The drama (in English and African dialects) was acted out on a steep wooden rake. Singers emerged either from a trapdoor at the back (which belched fire at the start of the opera) or entered from the two orchestra pits, swapping places with the percussionists and picking up mallets. Sarastro's chief priest (Zebulon Mmusi) spoke not of Masonic brotherhood but of having Tamino (the tenor Mhlekazi (Whawha) Mosiea) "join the band." In inviting the opera's callow hero to join the celebration of community, this production revealed its ultimate goal. Papageno (Zamile Gantana) was more conventional, strolling onstage with a slide whistle, his "feathers" changed to mismatched fatigues.

The best voices here were Pamina (Zolina Ngejane) and the Queen of the Night. Ms. Ngejane's "Bei mannern" duet with Papageno was moving, coming in its proper place as the fulcrum of the first act. "Tamino, mein!" was every inch the blossoming of womanhood that Mozart intended, as the character transcends from damsel-in-distress to a representation of the eternal feminine. Ms. Malefane had one pulled-sharp high note in her Act I aria but nailed "Die hölle rache," with the chorus of marimbas propelling her into the upper register and making space for that series of manic, but not piercing high Fs that, if sung properly, bring down the house.

In trimming this work's libretto, some directors ignore the symbolism and deeper meaning and pander to (what is perceived as) a younger audience. Director Mark Dornford-May did not make this mistake. Instead, the racism and misogyny of the original Zauberflöte libretto were carefully blurred, and the conflict between Sarastro (Ayanda Eleki) and the Queen was presented as serious business. Mr. Eleki cut an imposing figure, part high priest and part tribal elder, with his clergy drawn from the same merry crew of marimbists who played the opera's overture. Monostatos (Thobile Dyasu) the "villainous Moor" who is this opera's most controversial figure, here became a baton-swinging policeman, drunk on his own authority and easily defeated. (In an interesting note, his fatigues matched Papageno's.)

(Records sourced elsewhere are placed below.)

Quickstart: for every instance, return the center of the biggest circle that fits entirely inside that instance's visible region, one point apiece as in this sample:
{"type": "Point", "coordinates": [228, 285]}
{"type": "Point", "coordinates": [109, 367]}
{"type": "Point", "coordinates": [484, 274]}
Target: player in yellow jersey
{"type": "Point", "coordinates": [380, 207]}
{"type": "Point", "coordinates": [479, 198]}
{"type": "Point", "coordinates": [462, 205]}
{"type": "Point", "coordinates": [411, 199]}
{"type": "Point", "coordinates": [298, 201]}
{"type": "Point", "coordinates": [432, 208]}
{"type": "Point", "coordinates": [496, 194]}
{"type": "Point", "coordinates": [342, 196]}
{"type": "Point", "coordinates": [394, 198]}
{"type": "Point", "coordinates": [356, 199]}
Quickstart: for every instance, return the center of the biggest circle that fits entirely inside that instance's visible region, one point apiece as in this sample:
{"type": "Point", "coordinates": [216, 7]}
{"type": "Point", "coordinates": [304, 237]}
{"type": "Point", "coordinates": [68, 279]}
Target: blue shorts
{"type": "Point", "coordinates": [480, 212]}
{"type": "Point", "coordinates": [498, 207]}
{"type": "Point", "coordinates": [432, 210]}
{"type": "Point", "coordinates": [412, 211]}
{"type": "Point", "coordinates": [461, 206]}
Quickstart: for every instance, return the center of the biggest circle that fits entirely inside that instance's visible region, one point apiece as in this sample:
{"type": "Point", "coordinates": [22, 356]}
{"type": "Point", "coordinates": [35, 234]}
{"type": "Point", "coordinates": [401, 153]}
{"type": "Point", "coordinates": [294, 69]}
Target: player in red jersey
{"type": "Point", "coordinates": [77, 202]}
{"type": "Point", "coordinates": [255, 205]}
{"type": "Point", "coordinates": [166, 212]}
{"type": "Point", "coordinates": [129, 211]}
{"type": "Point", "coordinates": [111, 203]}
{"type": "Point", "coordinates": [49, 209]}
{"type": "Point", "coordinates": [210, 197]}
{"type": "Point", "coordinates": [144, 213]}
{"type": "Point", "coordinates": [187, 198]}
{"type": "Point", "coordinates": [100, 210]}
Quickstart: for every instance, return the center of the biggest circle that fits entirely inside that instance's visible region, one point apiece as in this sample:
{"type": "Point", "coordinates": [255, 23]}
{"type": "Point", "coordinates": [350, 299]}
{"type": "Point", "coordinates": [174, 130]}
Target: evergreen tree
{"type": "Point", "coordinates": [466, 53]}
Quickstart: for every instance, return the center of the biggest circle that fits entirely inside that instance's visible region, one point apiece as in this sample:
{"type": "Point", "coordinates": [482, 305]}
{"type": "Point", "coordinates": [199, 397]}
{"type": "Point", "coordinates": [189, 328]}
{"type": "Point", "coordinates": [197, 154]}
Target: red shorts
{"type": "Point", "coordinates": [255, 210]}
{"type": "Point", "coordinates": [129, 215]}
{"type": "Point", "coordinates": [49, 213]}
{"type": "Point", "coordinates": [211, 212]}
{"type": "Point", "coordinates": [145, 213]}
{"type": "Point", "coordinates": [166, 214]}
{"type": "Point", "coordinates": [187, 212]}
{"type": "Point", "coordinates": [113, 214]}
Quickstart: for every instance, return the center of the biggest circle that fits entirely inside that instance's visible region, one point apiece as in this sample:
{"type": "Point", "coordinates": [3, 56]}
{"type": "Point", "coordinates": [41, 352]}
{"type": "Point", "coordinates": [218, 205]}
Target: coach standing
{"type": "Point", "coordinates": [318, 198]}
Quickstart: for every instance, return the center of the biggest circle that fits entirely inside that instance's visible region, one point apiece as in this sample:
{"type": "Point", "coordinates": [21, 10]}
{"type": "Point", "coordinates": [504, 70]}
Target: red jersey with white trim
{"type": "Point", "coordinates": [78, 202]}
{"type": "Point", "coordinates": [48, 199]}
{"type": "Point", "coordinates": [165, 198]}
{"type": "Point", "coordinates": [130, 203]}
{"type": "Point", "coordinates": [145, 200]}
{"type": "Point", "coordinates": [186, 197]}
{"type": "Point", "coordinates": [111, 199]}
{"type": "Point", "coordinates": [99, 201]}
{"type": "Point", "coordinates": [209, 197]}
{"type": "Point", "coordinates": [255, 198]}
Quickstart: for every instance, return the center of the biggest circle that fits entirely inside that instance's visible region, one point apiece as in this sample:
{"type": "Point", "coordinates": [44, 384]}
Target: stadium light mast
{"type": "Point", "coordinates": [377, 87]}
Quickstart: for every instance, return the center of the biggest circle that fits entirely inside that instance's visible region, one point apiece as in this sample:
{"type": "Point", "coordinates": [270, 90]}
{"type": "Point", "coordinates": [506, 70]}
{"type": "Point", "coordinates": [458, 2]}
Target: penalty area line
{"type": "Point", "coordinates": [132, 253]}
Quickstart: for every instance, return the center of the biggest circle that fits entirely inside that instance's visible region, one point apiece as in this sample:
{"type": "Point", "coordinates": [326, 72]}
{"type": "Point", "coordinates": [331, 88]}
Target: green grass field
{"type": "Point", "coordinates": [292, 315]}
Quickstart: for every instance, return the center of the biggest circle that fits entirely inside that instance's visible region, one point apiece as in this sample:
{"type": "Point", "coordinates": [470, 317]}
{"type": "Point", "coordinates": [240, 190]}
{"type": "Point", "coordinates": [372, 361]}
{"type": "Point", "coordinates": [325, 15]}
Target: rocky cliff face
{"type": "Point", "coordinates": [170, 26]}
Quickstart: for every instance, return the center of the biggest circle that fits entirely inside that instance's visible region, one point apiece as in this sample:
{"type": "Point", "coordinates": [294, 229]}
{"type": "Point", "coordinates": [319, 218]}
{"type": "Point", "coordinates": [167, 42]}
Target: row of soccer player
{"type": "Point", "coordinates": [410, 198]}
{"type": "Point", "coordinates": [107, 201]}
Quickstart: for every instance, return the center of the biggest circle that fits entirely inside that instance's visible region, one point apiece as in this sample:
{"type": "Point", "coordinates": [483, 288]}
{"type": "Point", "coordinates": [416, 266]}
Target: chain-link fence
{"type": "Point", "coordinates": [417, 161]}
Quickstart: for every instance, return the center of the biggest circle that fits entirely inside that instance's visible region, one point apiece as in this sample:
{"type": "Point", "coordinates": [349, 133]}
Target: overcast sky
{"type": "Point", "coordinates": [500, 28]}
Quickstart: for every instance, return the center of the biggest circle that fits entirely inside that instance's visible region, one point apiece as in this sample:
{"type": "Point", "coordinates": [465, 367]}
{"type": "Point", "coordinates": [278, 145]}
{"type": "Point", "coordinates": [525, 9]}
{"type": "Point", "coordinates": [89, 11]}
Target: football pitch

Room was also made for the naturmensch Papageno and his love life, although one wishes that the bird-catcher's little ditties were not trimmed to two stanzas each. The chorus of female "birds" were a nice touch, as was the appearance of percussionists playing glass bottles on the catwalk for the famous magic bells. The "Pa-pa-pa-geno" duet was simply a delight, with the happy couple (Papagena was sung by Siyasanga Mbuyazwe) juggling newborn babies like carefully wrapped parcels. Less convincing was the "love at first sight" relationship between Tamino and Pamina but they made a handsome couple. Thoughtful trims in the second act kept the show from becoming too much of a farce, while what remained of minor scenes (like the all-important duet for Two Men in Armor) retained the opera's spiritual mystery and finally, its humanist core.